35 - UN LIBRO PER L’ESTATE


SIAMO TUTTI NELLA STESSA BARCA

Martedì 9 giugno presso il Ciborio dell’Ospedale San Raffaele c’è stata la presentazione del libro “Siamo tutti nella stessa barca”, nato da una serie di conversazioni tra il Cardinale Martini e Don Luigi Verzè, presidente dell’Ospedale San Raffaele.
Il Cardinale Carlo Maria Martini, intervenuto alla presentazione, ha spiegato innanzitutto il significato del titolo del libro: Siamo tutti nella stessa barca, parlando di sé e di don Luigi Verzè: “Siamo molto diversi per temperamento, per formazione, per visioni politiche e sociali, ma una cosa ci accomuna, essere sulla stessa barca, questa barca è la vita, in questo condividiamo la sorte di migliaia di esseri umani, ci unisce l’amore alla vita, che risulta da ogni pagina di questo libretto. L’amore alla vita si trova oggi di fronte a scelte difficili, e noi abbiamo in comune il desiderio di aiutare la gente a vivere bene. Siamo d’accordo sul fatto che la vera vita è la vita divina, sulla quale si regola la vita umana”
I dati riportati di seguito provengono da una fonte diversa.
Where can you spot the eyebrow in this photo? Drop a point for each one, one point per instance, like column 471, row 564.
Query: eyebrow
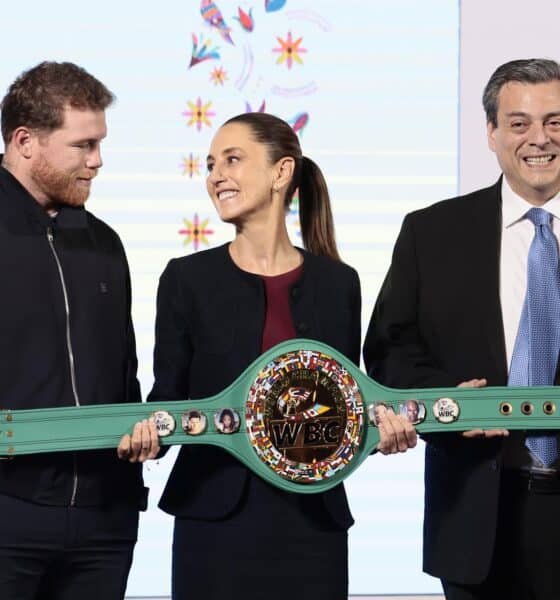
column 226, row 152
column 522, row 114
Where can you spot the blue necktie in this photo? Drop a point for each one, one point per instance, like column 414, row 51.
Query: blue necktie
column 535, row 354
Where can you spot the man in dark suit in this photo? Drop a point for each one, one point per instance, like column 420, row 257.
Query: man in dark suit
column 455, row 309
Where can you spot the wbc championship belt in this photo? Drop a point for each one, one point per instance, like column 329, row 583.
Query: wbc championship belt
column 302, row 417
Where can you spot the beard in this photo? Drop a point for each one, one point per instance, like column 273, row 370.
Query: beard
column 62, row 187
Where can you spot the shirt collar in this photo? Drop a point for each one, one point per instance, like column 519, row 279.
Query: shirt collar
column 514, row 207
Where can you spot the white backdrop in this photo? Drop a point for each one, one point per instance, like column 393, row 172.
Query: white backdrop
column 379, row 84
column 493, row 33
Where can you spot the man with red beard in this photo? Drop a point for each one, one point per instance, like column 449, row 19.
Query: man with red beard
column 68, row 521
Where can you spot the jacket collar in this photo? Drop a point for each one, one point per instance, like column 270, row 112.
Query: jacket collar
column 18, row 207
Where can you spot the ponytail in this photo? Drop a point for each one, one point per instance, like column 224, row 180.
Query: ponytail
column 315, row 214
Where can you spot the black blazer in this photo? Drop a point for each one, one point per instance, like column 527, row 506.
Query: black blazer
column 210, row 317
column 438, row 322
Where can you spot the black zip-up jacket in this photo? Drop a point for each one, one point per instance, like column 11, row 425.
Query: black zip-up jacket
column 51, row 356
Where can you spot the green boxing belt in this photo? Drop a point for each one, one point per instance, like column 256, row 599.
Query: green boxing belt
column 302, row 417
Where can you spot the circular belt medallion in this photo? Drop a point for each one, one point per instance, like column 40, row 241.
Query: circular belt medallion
column 305, row 416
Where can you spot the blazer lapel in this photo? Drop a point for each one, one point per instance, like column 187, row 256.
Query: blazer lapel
column 487, row 214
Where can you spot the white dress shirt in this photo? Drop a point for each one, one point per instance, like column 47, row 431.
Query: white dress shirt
column 517, row 235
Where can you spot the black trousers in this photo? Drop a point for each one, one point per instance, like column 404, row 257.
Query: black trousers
column 64, row 553
column 525, row 561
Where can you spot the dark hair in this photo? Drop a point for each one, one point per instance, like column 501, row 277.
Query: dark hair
column 37, row 98
column 530, row 70
column 315, row 214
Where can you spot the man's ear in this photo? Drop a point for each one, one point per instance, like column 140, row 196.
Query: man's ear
column 491, row 134
column 23, row 141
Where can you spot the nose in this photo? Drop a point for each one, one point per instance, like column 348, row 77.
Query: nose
column 93, row 159
column 538, row 135
column 215, row 176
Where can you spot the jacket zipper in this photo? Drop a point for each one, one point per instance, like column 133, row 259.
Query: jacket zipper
column 50, row 238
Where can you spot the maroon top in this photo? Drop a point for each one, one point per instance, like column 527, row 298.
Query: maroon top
column 278, row 324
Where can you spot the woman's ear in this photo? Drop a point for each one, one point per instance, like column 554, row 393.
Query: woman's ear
column 283, row 172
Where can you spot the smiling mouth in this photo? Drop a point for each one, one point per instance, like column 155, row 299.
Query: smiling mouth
column 539, row 161
column 226, row 194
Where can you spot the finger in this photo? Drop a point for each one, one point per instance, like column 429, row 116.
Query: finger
column 474, row 383
column 410, row 432
column 473, row 433
column 399, row 433
column 386, row 438
column 490, row 433
column 123, row 449
column 145, row 441
column 154, row 439
column 406, row 434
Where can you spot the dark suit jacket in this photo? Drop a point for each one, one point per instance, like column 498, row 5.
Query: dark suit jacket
column 438, row 322
column 210, row 318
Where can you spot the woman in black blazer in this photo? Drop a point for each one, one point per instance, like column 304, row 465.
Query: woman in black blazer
column 236, row 536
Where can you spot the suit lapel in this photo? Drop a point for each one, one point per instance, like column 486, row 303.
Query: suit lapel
column 487, row 214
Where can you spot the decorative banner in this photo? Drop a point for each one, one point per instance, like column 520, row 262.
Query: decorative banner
column 308, row 419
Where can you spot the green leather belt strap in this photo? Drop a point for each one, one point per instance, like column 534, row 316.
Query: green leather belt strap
column 302, row 416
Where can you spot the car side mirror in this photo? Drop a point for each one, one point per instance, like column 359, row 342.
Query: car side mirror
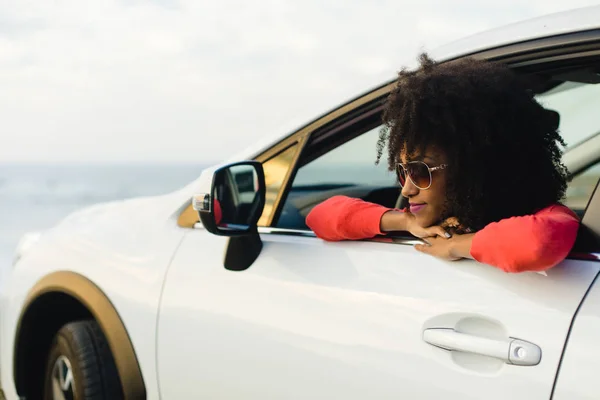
column 236, row 200
column 233, row 208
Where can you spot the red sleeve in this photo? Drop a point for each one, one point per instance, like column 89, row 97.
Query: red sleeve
column 530, row 243
column 346, row 218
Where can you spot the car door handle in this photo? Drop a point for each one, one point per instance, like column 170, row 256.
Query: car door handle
column 510, row 350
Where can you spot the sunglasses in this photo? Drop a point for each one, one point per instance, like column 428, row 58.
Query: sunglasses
column 418, row 172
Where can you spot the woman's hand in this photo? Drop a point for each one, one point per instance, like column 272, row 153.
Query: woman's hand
column 455, row 248
column 401, row 221
column 429, row 232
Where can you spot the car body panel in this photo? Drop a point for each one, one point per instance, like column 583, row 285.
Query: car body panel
column 311, row 319
column 125, row 248
column 577, row 378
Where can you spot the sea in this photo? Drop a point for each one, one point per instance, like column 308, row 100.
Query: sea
column 37, row 196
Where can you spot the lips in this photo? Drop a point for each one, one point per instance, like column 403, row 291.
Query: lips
column 415, row 208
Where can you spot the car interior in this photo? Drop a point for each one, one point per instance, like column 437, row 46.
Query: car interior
column 564, row 89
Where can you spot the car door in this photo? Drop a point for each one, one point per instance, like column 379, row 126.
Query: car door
column 311, row 319
column 364, row 319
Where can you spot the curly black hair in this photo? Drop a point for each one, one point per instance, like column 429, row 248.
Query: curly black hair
column 502, row 146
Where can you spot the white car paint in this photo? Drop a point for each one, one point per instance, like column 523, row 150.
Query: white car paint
column 345, row 319
column 578, row 376
column 320, row 320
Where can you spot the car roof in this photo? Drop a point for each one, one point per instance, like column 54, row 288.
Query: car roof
column 576, row 20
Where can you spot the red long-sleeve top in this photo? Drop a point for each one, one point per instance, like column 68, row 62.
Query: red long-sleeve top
column 529, row 243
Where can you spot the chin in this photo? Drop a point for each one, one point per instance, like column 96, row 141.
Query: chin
column 425, row 221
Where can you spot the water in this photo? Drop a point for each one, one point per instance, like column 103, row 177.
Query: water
column 34, row 197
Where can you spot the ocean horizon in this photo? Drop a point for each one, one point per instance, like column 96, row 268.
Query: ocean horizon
column 37, row 195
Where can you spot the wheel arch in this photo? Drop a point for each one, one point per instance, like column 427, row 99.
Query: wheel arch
column 77, row 288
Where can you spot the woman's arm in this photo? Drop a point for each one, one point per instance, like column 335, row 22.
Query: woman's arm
column 346, row 218
column 530, row 243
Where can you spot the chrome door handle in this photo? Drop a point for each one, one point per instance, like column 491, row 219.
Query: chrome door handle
column 510, row 350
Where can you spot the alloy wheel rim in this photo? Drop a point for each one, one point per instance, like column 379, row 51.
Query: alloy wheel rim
column 63, row 384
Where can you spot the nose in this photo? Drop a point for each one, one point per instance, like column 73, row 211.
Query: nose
column 409, row 189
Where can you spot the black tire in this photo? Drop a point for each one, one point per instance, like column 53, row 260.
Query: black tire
column 81, row 348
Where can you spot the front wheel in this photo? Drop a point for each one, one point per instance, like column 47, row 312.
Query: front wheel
column 80, row 365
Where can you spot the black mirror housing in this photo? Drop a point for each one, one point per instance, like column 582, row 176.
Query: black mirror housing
column 236, row 200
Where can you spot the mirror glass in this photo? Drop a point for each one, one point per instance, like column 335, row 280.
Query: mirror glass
column 236, row 197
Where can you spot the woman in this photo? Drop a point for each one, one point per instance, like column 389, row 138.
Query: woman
column 478, row 159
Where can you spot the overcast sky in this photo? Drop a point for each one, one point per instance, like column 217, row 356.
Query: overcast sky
column 194, row 80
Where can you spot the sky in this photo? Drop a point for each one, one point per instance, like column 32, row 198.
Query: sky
column 197, row 81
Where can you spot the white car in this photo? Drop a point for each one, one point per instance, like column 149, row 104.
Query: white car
column 138, row 299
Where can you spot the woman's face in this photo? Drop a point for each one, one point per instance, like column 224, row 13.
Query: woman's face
column 427, row 205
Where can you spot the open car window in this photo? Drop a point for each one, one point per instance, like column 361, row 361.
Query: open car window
column 348, row 169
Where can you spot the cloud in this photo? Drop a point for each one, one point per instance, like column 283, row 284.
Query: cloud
column 187, row 80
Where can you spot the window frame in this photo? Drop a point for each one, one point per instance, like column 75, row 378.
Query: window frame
column 527, row 56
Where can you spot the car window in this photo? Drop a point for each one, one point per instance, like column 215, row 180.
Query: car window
column 578, row 105
column 350, row 170
column 581, row 187
column 352, row 163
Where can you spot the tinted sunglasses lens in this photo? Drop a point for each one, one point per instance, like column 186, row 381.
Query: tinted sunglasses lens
column 401, row 174
column 419, row 173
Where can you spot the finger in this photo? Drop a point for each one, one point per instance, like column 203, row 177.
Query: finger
column 423, row 248
column 441, row 232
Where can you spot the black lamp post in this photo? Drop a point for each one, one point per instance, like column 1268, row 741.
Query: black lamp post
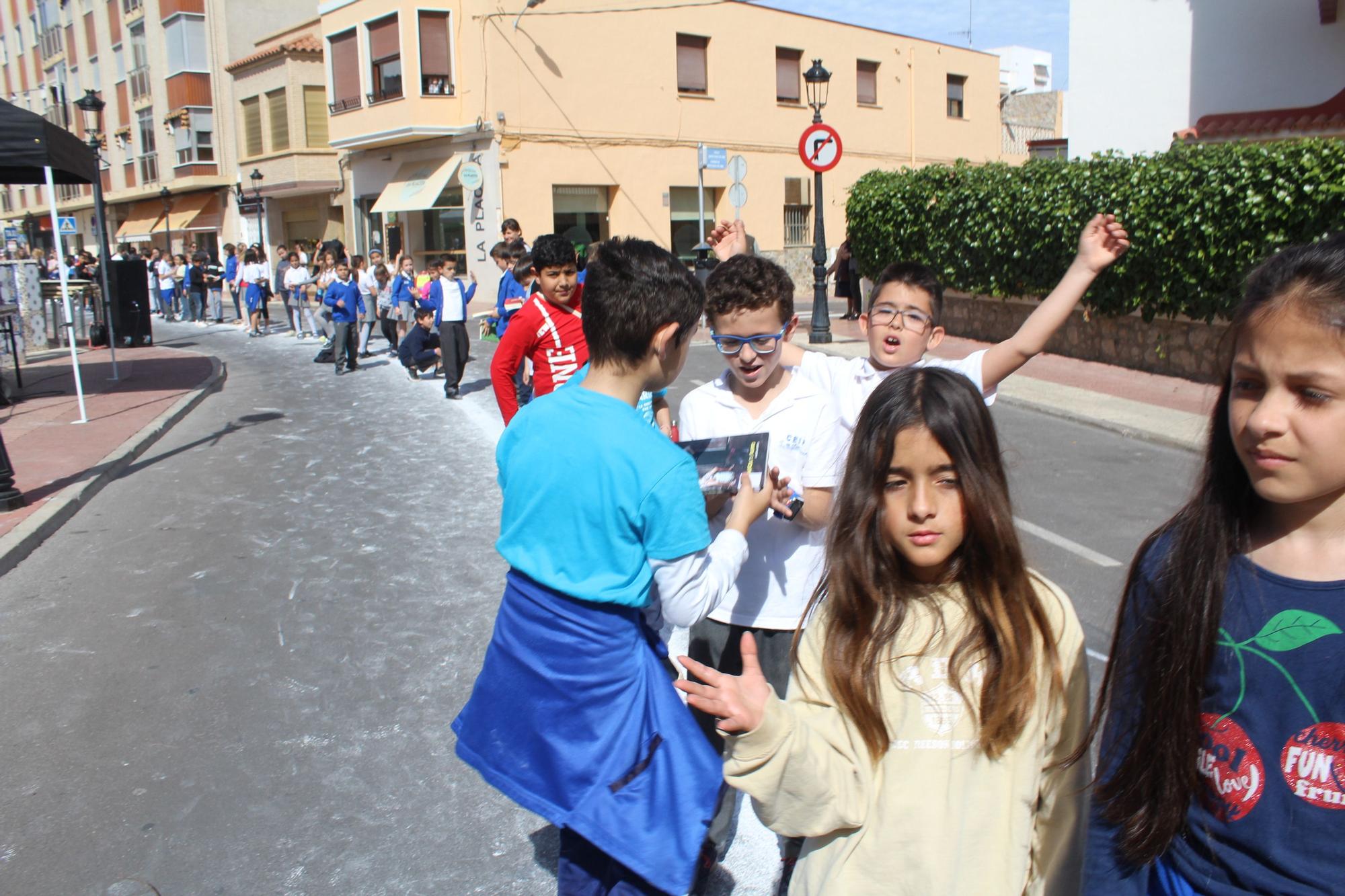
column 167, row 198
column 817, row 80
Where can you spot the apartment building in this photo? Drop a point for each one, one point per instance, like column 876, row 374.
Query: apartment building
column 158, row 65
column 584, row 119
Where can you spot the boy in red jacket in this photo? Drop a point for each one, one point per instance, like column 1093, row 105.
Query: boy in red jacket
column 548, row 330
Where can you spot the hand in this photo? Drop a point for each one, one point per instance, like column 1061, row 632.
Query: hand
column 738, row 701
column 1102, row 243
column 730, row 240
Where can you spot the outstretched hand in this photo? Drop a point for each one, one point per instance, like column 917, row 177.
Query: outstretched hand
column 730, row 240
column 738, row 701
column 1102, row 243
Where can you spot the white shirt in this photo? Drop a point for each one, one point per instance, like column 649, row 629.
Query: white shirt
column 851, row 381
column 785, row 560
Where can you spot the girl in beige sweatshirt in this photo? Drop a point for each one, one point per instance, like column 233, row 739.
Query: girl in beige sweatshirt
column 938, row 688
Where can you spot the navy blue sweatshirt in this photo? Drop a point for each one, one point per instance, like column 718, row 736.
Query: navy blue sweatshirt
column 1272, row 813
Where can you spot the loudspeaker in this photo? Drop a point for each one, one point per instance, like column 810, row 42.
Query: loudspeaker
column 128, row 282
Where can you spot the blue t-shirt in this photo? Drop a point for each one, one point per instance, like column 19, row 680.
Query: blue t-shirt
column 1270, row 817
column 592, row 494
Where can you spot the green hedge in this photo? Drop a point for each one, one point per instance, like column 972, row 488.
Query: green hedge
column 1199, row 218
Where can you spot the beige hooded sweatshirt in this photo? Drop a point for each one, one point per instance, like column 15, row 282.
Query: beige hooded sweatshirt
column 935, row 817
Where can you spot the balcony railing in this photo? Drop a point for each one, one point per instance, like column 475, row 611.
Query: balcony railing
column 139, row 83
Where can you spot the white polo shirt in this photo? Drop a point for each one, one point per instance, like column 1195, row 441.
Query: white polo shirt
column 851, row 381
column 785, row 560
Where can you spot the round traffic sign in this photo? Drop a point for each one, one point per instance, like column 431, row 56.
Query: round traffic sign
column 820, row 147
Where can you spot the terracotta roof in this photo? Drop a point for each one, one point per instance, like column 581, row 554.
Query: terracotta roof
column 306, row 44
column 1327, row 118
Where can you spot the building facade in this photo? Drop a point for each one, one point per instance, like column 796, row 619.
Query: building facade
column 586, row 119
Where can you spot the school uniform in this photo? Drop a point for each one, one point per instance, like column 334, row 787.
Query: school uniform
column 346, row 319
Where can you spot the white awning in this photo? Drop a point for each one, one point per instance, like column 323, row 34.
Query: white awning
column 418, row 185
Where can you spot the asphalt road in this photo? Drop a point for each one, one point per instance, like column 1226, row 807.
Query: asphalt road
column 235, row 670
Prosegue nel suo intervento il Cardinale Martini: “Agli autori di questo libro stanno a cuore la glorificazione di Gesù Cristo, Verbo incarnato, e la vitalità e la vivacità della chiesa, amata come una madre, che merita amore e rispetto, entrambi vogliamo dare la vita per una chiesa più pura, più santa, evangelica, e anche se non ci incontriamo sui mezzi, il fine è lo stesso, è necessario creare spazi di dialogo, per vedere che cosa può rendere questa chiesa più umile, più bella, più attraente per coloro che vogliono seguire Gesù”.
Dopo l’intervento di don Verzè, ha preso la parola Ferruccio de Bortoli, direttore del Corriere della Sera, dando alcune chiavi di lettura del libro, che è una riflessione sull’uomo, una sorta di “colloquio laico” tra due uomini di Dio, proprio oggi, quando la gente ha paura di confrontarsi e parlare.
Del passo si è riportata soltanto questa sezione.